In its December 3, 2009 filing on Form-10-Q (here), Dell disclosed that on November 20, 2009, it had entered a written agreement to pay $40 million to settle the consolidated securities class action lawsuit pending against the company and certain of its directors and officers.

 

What makes the $40 million Dell settlement noteworthy is not its amount but its timing – the settlement comes not only after the securities lawsuit had been dismissed with prejudice at the district court level, but following oral argument on the plaintiffs’ subsequent appeal to the Fifth Circuit.

 

On September 13, 2006, the first of four securities class action lawsuits were filed in the Western District of Texas against Dell and four individual defendants, as well as against the company’s outside auditor.
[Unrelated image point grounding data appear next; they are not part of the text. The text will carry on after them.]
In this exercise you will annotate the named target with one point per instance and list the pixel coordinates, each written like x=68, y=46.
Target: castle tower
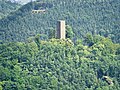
x=61, y=29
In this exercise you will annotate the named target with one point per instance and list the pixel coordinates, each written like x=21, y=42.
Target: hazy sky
x=23, y=1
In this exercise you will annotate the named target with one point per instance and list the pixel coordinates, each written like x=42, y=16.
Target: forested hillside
x=6, y=7
x=85, y=16
x=60, y=65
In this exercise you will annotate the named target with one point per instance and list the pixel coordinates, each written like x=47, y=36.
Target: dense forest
x=32, y=58
x=60, y=64
x=7, y=7
x=84, y=16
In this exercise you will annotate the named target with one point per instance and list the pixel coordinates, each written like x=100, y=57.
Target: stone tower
x=61, y=29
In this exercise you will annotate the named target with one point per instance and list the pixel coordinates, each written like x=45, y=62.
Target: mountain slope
x=59, y=65
x=6, y=7
x=90, y=16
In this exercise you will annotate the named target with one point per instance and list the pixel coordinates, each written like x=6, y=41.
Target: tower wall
x=61, y=29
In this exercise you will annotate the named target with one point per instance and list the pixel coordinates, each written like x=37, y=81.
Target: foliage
x=7, y=7
x=84, y=16
x=59, y=64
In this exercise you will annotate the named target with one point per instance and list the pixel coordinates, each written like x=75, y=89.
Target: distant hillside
x=85, y=16
x=59, y=65
x=6, y=7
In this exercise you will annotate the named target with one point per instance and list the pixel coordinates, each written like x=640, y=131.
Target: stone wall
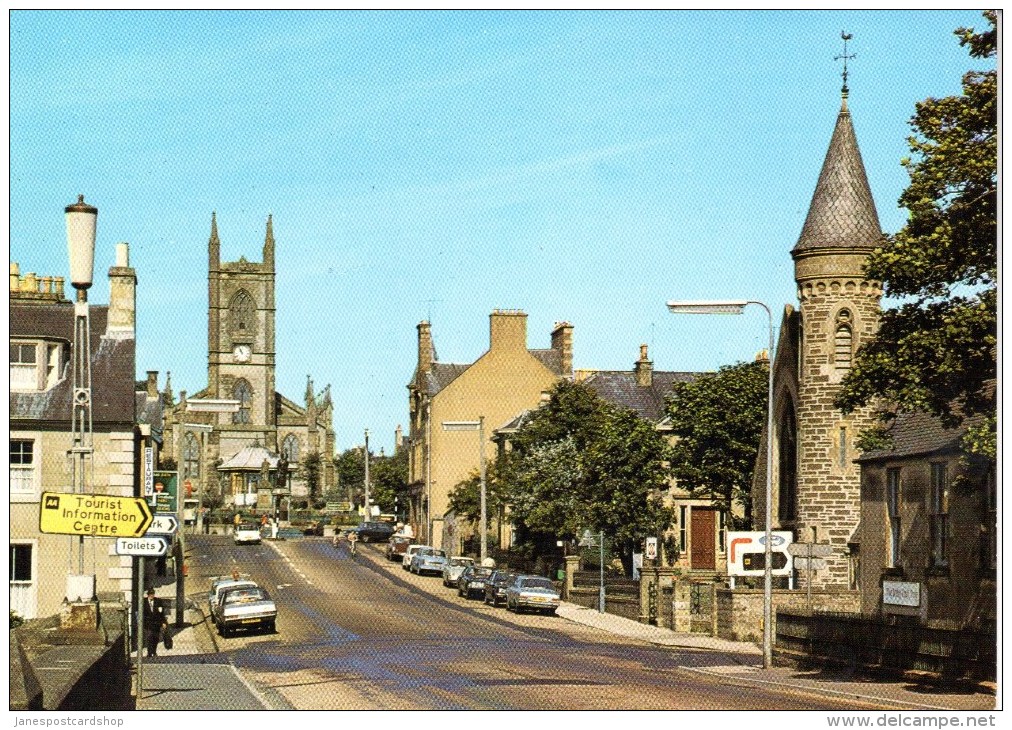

The plaintiffs’ 340-page Consolidated Amended Complaint (here) alleges that the company had a "culture of deception" and that it had used "fraudulent accounting" to inflate its revenues by $463 million for fiscal years 2003 through the 2006.

 

The plaintiffs further alleges that the individual defendants took advantage of the company’s inflated share price to unload millions of dollars of their personal holdings in the company stock – indeed, in the case of company founder, Michael Dell, the plaintiffs alleged that he had sold billions of dollars of company stock.

 

In an opinion dated October 6, 2008, Judge Sam Sparks granted the defendants’ motions to dismiss, with prejudice. The plaintiffs appealed to the Fifth Circuit. According to Dell’s most recent 10-Q, oral argument on the appeal took place before the Fifth Circuit on September 1, 2009. Thereafter, and while the appeal was still pending, the parties reached the settlement agreement described above. The parties jointly request that the Fifth Circuit remand the case so that the district court could consider the proposed class settlement.

 

As surprising as it is for a case to have settled following dismissal and while appeal was pending, this peculiar settlement timing is not entirely unprecedented. Most notably, the parties to the Bristol- Myers Squibb securities class action lawsuit agreed to settle that case for $300 million while the case was on appeal to the Third Circuit following the district court’s dismissal.

 

But even though it may have happened before for a securities case to be settled while on appeal following dismissal, the timing of the $40 million Dell settlement – coming as it did shortly after oral argument – does leave you wondering why the case settled when it did.

 

In her blog Footnoted (here), Michelle Leder, who was the first to note and report on the Dell settlement disclosure, speculates that the appeal "had to have gone really poorly" for the company to settle after securing dismissal in the court below. To a certain extent, Leder’s speculation seems plausible. Why else would the company agree to pay $40 million to settle a case that it had already managed to get dismissed?

 

There are some other possibilities. The first is that the company just wanted the case gone. Old cases, even those that are going reasonably well, don’t get better with age. More that one litigant has thrown money at a case just to get rid of it, and for a company with annual revenues of $12.9 billion and third quarter earnings of $337 million, the $40 million settlement (to the extent not funded by insurance) could represent a regrettable but relatively small cost of doing business.

 

Another possibility is that the plaintiffs are the ones for whom oral argument had gone poorly, and that thereafter for the first time they were willing to negotiate in a range that Dell was willing to consider.

 

Whatever the reason for the odd settlement timing, the fact that the parties were able to settle a case while on appeal and after oral argument shows that in a securities lawsuit, the possibility for a deal is always somewhere on the table.

 

Very few securities suits go to trial – in general, the cases either are dismissed or they settle. And, as the Dell case shows, sometimes a case can be both dismissed and settled.

 

Readers who have insight they can share about why the Dell case settled when it did are cordially invited to pass that information along. If I learn anything interesting from readers, I will add it to this post. Anonymity for those who need it will be scrupulously protected.

 

UPDATE: Alison Frankel has a very interesting December 7, 2009 post on the Am Law Litigation Daily (here) about the Dell settlement, including additional procedural history and statements from the plaintiffs’ counsel about the settlement.

 

In closing, I should add a note of appreciation for the Footnoted blog. Michelle Leder consistently reports nuggets she has unearthed by digging through companies’ SEC filings. As a result of her diligence, she regularly reports perceptive and interesting things that no one else has noticed. Her site demonstrates the incredible value and power of a really good blog. Footnoted, everyone here at The D&O Diary salutes you.